When it comes to supporting political action around climate change, that reality is particularly stark. Analysis of a series of surveys of American adults spanning three years recently found a marked gap between the willingness of respondents to take political action with respect to global warming and the extent to which they actually did act.

In a series of six surveys from March 2021 to October 2023, researchers from George Mason University Center for Climate Change Communication and the Yale Program on Climate Change Communication asked thousands of respondents from a representative sample of U.S. adults whether they were willing to undertake four political actions related to global warming: sign a petition, donate funds, volunteer or contact government officials. They also asked which of these actions individuals actually took part in. Far fewer actually acted than said they would be likely to.
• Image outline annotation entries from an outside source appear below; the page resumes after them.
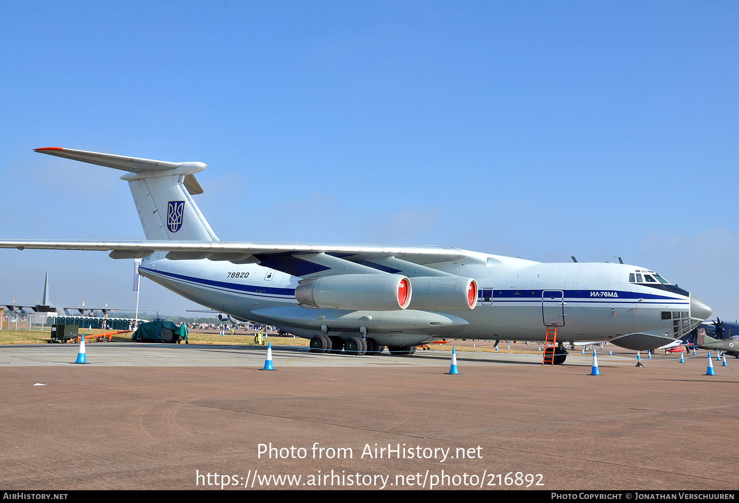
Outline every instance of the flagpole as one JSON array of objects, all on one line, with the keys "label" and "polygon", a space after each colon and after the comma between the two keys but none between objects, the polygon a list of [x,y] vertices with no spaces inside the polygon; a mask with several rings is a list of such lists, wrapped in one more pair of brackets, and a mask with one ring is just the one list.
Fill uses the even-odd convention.
[{"label": "flagpole", "polygon": [[138,273],[140,265],[141,265],[141,259],[134,259],[134,290],[136,290],[136,319],[134,323],[137,326],[138,326],[139,285],[141,284],[141,276]]}]

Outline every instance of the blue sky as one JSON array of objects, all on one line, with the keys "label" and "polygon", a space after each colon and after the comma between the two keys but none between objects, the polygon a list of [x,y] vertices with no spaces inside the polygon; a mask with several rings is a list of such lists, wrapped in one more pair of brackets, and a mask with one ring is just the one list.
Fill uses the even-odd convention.
[{"label": "blue sky", "polygon": [[[140,239],[120,173],[202,161],[222,239],[441,244],[658,271],[726,319],[739,4],[0,3],[0,236]],[[131,261],[0,250],[0,300],[133,306]],[[148,280],[141,304],[196,307]]]}]

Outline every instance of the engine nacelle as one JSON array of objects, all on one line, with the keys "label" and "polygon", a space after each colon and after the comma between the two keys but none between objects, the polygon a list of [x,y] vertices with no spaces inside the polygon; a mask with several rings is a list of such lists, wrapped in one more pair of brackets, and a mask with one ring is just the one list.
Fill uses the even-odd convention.
[{"label": "engine nacelle", "polygon": [[411,301],[411,282],[398,274],[338,274],[303,280],[295,289],[302,306],[393,311]]},{"label": "engine nacelle", "polygon": [[237,320],[235,318],[234,318],[233,316],[231,316],[231,315],[219,314],[219,315],[218,315],[218,321],[228,321],[228,323],[230,323],[230,324],[231,324],[233,325],[239,325],[239,326],[241,326],[241,325],[245,325],[246,324],[245,321],[242,321],[241,320]]},{"label": "engine nacelle", "polygon": [[477,304],[477,282],[460,276],[414,276],[410,309],[424,311],[463,311]]}]

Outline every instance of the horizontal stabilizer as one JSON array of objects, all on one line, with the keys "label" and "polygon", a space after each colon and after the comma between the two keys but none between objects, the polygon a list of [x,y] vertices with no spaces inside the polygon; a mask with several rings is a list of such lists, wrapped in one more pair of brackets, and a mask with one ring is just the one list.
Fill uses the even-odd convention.
[{"label": "horizontal stabilizer", "polygon": [[[39,154],[53,155],[57,157],[71,159],[75,161],[88,162],[89,164],[97,164],[99,166],[114,168],[129,173],[146,174],[147,172],[152,174],[151,176],[158,176],[158,172],[171,172],[177,170],[177,174],[184,174],[184,185],[188,192],[192,195],[202,194],[202,187],[195,178],[194,173],[202,171],[207,165],[205,162],[172,162],[170,161],[157,161],[153,159],[143,159],[140,157],[129,157],[123,155],[115,155],[113,154],[100,154],[98,152],[88,152],[84,150],[74,150],[72,148],[62,148],[61,147],[44,147],[35,148],[34,151]],[[127,177],[126,179],[134,179],[135,177]]]}]

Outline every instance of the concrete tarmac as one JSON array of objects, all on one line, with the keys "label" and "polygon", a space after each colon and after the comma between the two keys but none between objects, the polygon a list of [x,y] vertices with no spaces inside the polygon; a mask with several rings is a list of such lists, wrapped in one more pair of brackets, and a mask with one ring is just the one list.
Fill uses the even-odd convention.
[{"label": "concrete tarmac", "polygon": [[738,487],[738,366],[705,376],[704,352],[599,355],[600,376],[592,354],[460,352],[447,375],[446,351],[276,347],[274,372],[256,346],[77,352],[0,347],[4,489]]}]

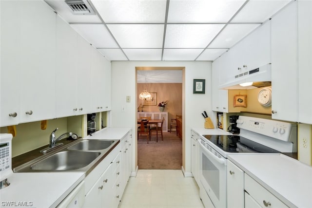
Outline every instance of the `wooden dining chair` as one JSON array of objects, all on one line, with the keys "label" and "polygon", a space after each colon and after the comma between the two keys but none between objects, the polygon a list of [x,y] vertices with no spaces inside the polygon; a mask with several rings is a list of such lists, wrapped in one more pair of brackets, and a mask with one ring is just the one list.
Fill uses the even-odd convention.
[{"label": "wooden dining chair", "polygon": [[137,128],[137,140],[138,140],[139,134],[142,136],[142,134],[146,134],[147,144],[150,138],[150,126],[148,125],[148,120],[147,121],[141,121],[140,126]]},{"label": "wooden dining chair", "polygon": [[150,140],[152,138],[152,134],[155,134],[156,135],[156,142],[158,142],[158,134],[160,133],[161,135],[161,140],[164,140],[164,137],[162,136],[162,125],[165,121],[165,117],[162,118],[161,120],[161,125],[160,127],[153,127],[150,129]]}]

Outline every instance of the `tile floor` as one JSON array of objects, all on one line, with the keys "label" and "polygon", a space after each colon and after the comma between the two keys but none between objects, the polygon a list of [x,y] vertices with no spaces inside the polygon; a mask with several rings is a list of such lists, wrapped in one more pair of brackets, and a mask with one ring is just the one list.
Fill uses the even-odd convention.
[{"label": "tile floor", "polygon": [[181,170],[139,170],[130,177],[119,208],[204,208],[194,178]]}]

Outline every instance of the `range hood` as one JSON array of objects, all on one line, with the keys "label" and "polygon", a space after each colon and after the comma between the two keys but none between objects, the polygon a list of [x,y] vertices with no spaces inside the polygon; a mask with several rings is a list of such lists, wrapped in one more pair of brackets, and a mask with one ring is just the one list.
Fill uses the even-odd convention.
[{"label": "range hood", "polygon": [[[246,82],[253,82],[252,85],[239,85]],[[240,72],[228,77],[226,83],[219,86],[222,90],[248,90],[271,85],[271,64],[266,64],[250,71]]]}]

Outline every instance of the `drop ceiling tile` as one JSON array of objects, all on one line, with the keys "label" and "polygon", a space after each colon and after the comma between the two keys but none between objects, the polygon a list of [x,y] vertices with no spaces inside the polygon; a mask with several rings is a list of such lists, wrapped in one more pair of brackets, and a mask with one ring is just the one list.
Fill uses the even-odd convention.
[{"label": "drop ceiling tile", "polygon": [[164,23],[166,0],[91,1],[106,23]]},{"label": "drop ceiling tile", "polygon": [[213,61],[229,49],[208,48],[196,59],[197,61]]},{"label": "drop ceiling tile", "polygon": [[123,51],[130,60],[161,60],[160,49],[125,49]]},{"label": "drop ceiling tile", "polygon": [[263,22],[290,1],[250,0],[231,22]]},{"label": "drop ceiling tile", "polygon": [[127,61],[128,59],[121,49],[117,48],[100,48],[98,50],[111,61]]},{"label": "drop ceiling tile", "polygon": [[171,0],[168,22],[227,22],[245,0]]},{"label": "drop ceiling tile", "polygon": [[66,21],[73,22],[100,23],[100,19],[97,15],[74,15],[71,9],[64,0],[44,0]]},{"label": "drop ceiling tile", "polygon": [[259,24],[229,24],[209,47],[231,48],[259,25]]},{"label": "drop ceiling tile", "polygon": [[122,48],[162,47],[163,24],[108,24],[107,26]]},{"label": "drop ceiling tile", "polygon": [[71,24],[71,26],[96,48],[118,48],[103,24]]},{"label": "drop ceiling tile", "polygon": [[205,48],[224,24],[168,24],[165,48]]},{"label": "drop ceiling tile", "polygon": [[194,61],[203,49],[165,49],[163,60]]}]

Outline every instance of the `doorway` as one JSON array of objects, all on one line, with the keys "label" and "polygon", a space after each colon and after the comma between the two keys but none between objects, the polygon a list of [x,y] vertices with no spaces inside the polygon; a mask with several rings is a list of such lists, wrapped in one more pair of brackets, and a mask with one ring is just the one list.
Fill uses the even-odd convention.
[{"label": "doorway", "polygon": [[[153,135],[149,144],[139,136],[136,155],[139,169],[178,169],[182,166],[183,138],[177,135],[176,129],[170,132],[170,124],[176,115],[183,115],[184,100],[184,67],[136,67],[137,119],[143,114],[159,114],[158,104],[168,101],[161,114],[166,117],[163,125],[163,139],[158,134],[158,141]],[[156,100],[145,102],[138,98],[144,90],[155,96]],[[165,113],[165,114],[163,114]],[[183,117],[183,116],[182,116]]]}]

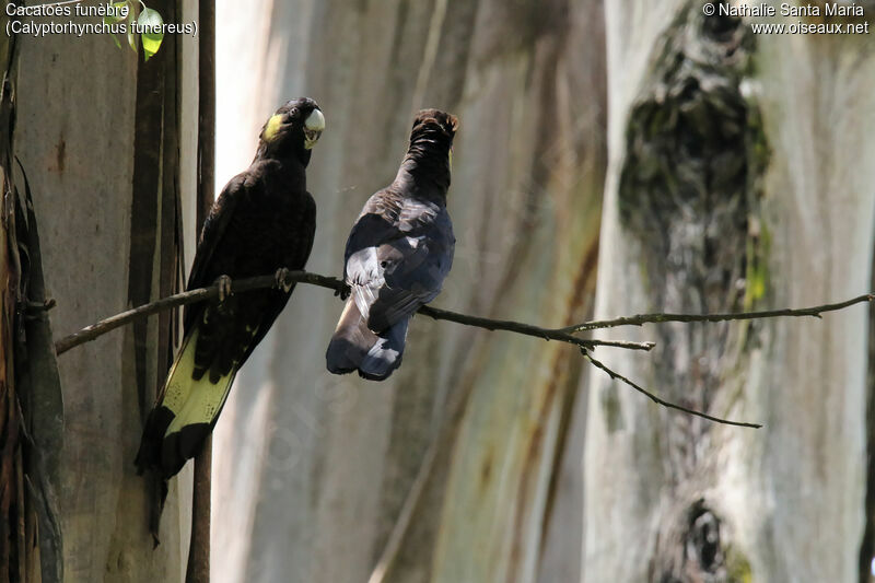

Looking more closely at those who expressed strong willingness to act, the study found that those for whom intention and action aligned were more likely than their non-acting counterparts and other Americans generally to talk and hear about global warming, acknowledge norms supporting climate action, and believe collective action makes a difference.

What does this suggest regarding ways to close the “attitude–behavior gap”? The researchers noted that, although their study is not able to show a causal connection, it does hint at ways those seeking climate solutions might motivate the predisposed to align their actions with their predisposition. Suggestions include:

1) Ask people who are willing to take action to do so.

2) Make action easy.

3) Offer options so they can follow their personal preferences.

4) Point out how action supports their values and goals.

5) Provide examples of instances in which action has made a difference.

6) Talk about climate change.

7) Encourage others to talk about climate change.

8) Tell stories that normalize climate action.